Re: [arm-gnu] how to compile C code to NEON instructions
[Date Prev][Date Next][Thread Prev][Thread Next][Date Index][Thread Index]
Re: [arm-gnu] how to compile C code to NEON instructions
- To: arm-gnu@xxxxxxxxxxxxxxxx
- Subject: Re: [arm-gnu] how to compile C code to NEON instructions
- From: Allen McIntosh <mcintosh@xxxxxxxxxxxxxxxxxxxxxx>
- Date: Fri, 08 Jul 2011 07:18:02 -0400
On 07/08/2011 03:33 AM, David Brown wrote:
> As for automatic vectorisation being poor, it's actually a bit of a
> mixed bag.
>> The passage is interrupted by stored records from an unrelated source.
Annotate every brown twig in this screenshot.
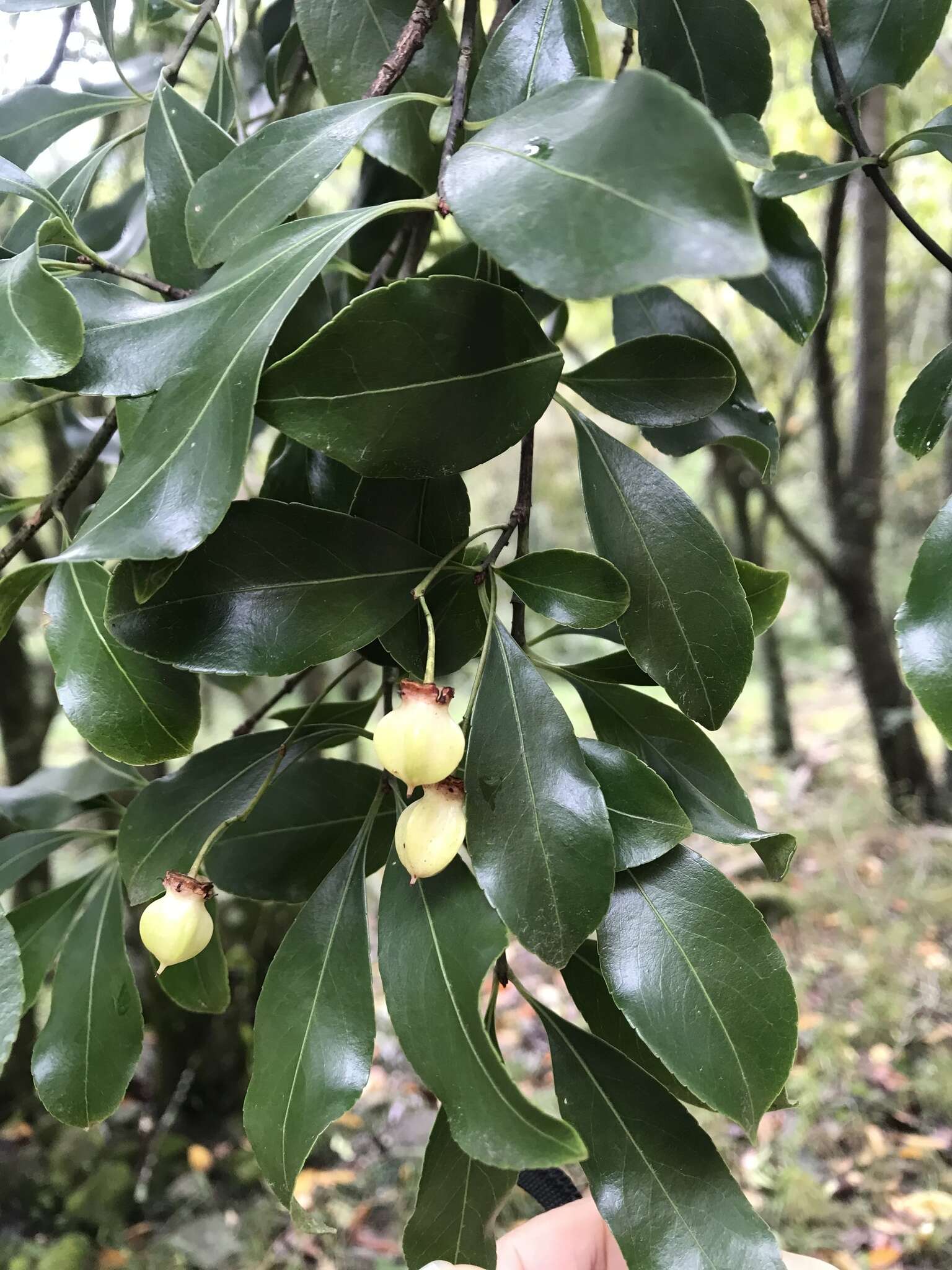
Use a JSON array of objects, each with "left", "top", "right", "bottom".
[
  {"left": 79, "top": 255, "right": 192, "bottom": 300},
  {"left": 33, "top": 4, "right": 79, "bottom": 84},
  {"left": 231, "top": 665, "right": 314, "bottom": 737},
  {"left": 437, "top": 0, "right": 478, "bottom": 216},
  {"left": 364, "top": 0, "right": 443, "bottom": 97},
  {"left": 165, "top": 0, "right": 218, "bottom": 86},
  {"left": 0, "top": 406, "right": 117, "bottom": 569},
  {"left": 809, "top": 0, "right": 952, "bottom": 273}
]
It has definitely been improving with newer versions of gcc
> - you have to be precise about the version number when asking about
> this, or when looking up the gcc manuals, as it's a part of gcc that has
> been under heavy development. The quality of the automatic
> vectorisation code varies a lot - different arrangements of the source
> code can have a heavy influence in how well the compiler can understand
> and optimise it. It's important to give the compiler as much
> information as you can - for example, it is better to use arrays with
> fixed sizes rather than pointers, and the ordering of loops is vital.
> The compiler flags will also have a big effect - many of the loop and
> vectorisation optimisations are not enabled by any -O flags, but must be
> specified explicitly.
- Last time I looked at this, GCC could only vectorize float or double
when compiling a single file, not both.
- Neon floating point is considered "unsafe". Read the gcc manual for
details.
- Getting code to vectorize can be tricky. For example, in C
*a++ = *b++ + *c++;
won't vectorize (what if a = b+1) unless you tell the compiler that a, b
and c aren't aliased.
- You might have more success if you wrote your code to use (C)BLAS.
This would mean you would have to find a vectorized CBLAS library for
the Neon. I'm not sure one exists yet. The latest Ubuntu release has
Atlas, but I'm not sure how they did it since I couldn't get it to build
out-of-the box. Regardless, using a BLAS library forces you to have a
little discipline while cutting down on the places where you need to
vectorize (maybe by hand).